Identification of a Polyketide Synthase Involved in Sorbicillin Biosynthesis by Penicillium chrysogenum

Abstract

Secondary metabolism in Penicillium chrysogenum was intensively subjected to classical strain improvement (CSI), the resulting industrial strains producing high levels of β-lactams. During this process, the production of yellow pigments, including sorbicillinoids, was eliminated as part of a strategy to enable the rapid purification of β-lactams. Here we report the identification of the polyketide synthase (PKS) gene essential for sorbicillinoid biosynthesis in P. chrysogenum We demonstrate that the production of polyketide precursors like sorbicillinol and dihydrosorbicillinol as well as their derivatives bisorbicillinoids requires the function of a highly reducing PKS encoded by the gene Pc21g05080 (pks13). This gene belongs to the cluster that was mutated and transcriptionally silenced during the strain improvement program. Using an improved β-lactam-producing strain, repair of the mutation in pks13 led to the restoration of sorbicillinoid production. This now enables genetic studies on the mechanism of sorbicillinoid biosynthesis in P. chrysogenum and opens new perspectives for pathway engineering.

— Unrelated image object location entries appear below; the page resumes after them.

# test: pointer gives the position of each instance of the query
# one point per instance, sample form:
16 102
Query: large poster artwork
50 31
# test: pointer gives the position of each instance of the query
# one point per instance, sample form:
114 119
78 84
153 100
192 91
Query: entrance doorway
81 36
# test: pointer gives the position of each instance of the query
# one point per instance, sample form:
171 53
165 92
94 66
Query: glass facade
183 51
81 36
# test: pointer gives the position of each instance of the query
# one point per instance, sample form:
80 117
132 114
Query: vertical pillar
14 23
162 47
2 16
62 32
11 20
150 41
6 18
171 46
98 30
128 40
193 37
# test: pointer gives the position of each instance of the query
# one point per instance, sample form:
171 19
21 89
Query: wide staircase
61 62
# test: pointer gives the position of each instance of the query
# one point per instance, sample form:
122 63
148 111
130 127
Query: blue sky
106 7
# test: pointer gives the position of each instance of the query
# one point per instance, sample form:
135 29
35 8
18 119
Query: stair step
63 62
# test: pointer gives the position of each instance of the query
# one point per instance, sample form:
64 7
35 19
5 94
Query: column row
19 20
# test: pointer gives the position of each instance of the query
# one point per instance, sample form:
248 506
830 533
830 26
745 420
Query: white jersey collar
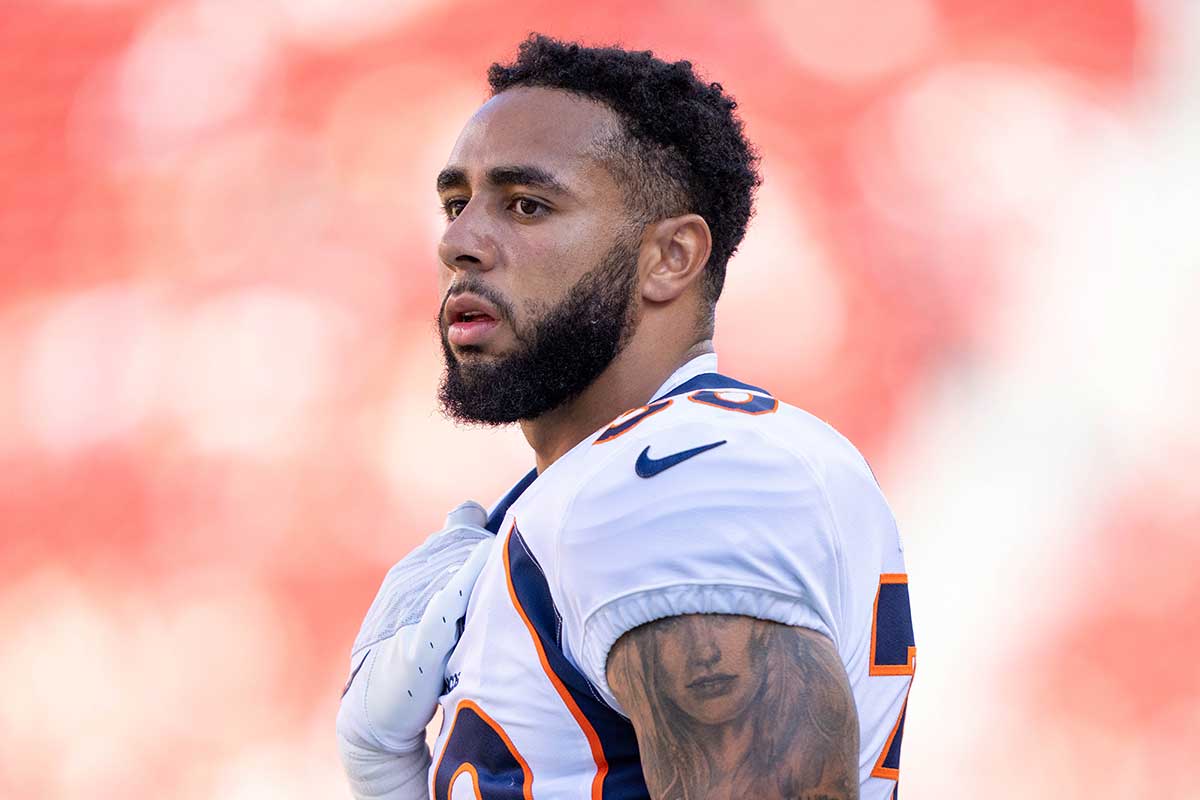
697 366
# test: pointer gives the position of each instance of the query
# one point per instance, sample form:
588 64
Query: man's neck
629 382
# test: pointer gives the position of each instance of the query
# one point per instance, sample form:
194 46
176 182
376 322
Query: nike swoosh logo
347 687
647 467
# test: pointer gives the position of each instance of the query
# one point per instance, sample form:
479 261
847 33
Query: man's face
538 258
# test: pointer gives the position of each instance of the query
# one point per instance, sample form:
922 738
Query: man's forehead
549 127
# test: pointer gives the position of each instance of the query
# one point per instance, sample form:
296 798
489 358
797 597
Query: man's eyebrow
451 178
515 175
526 175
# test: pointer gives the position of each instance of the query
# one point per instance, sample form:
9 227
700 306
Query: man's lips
471 319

Importance: Sorbicillinoids are secondary metabolites with antiviral, anti-inflammatory, and antimicrobial activities produced by filamentous fungi. This study identified the gene cluster responsible for sorbicillinoid formation in Penicillium chrysogenum, which now allows engineering of this diverse group of compounds.

FIG 1

Sorbicillin-related compounds isolated from Penicillium species. The compounds detected in this study are shown by number in parentheses.

FIG 2

(A) Proposed cluster of genes involved in sorbicillinoid biosynthesis in P. chrysogenum. Abbreviations used for PKS domains: SAT, starter unit acyl-carrier protein transacylase domain; KS, ketosynthase; AT, acetyltransferase; ACP, acyl carrier protein; DH, dehydratase; KR, ketoreductase; ER, enoylreductase; MT, methyltransferase; TE/Red, thioester reductase domain. (B) Proposed mechanism of sorbicillin/dehydrosorbicillin biosynthesis (adapted from reference 14) involving PKS12 and PKS13.

FIG 3

Schematic representation of the pks13 gene deletion and its confirmation by Southern blot analysis. (A) Scheme of the deletion plasmid pKO13. Features include amdS, an A. nidulans acetoamidase gene for positive selection of the fungal transformants on medium supplemented with acetamide as the sole nitrogen source, bla, an ampicillin resistance gene for the selection in E. coli, ori, the pUC origin of replication, and attB3/4, the Gateway recombination sites. (B) Southern blot analysis. Genomic DNA was digested with NdeI endonuclease. Southern blot analysis was carried out with the pks13 3′ fragment (3′ FR) as a probe. Shown are the expected 7.3-kb DNA fragment of the parental strain NRRL1951 and a 3.6-kb signal confirming that the pks13 locus was replaced with amdS marker. (C) Scheme of the replacement of the Pc21905080 gene in P. chrysogenum NRRL1951 with the amdS cassette, with indicated lengths of the DNA fragments in the wild-type and Δpks13 strains detected by Southern blot analysis using the pks13 3′ FR as a probe.

FIG 4

Secondary metabolite profiling of liquid cultures of NRRL1951 and the deletion strain NRRL1951 Δpks13, the yellow pigmentless strain DS58630, and DS58630 Res13 carrying the restored native nucleotide sequences of the pks13 gene. (A) Cultures were grown for 3 days on liquid SMP medium in shaking flasks. (B) LC-MS elution profiles. The major compounds eliminated from the secondary metabolism of NRRL1951 Δpks13 and restored in the DS58630 Res13 strain are indicated: compound 2, sorbicillinol; compound 3, dihydrosorbicillinol; compound 6, bisvertinolone; compound 7, dihydrobisvertinolone; and compound 8, tetrahydrobisvertonolone.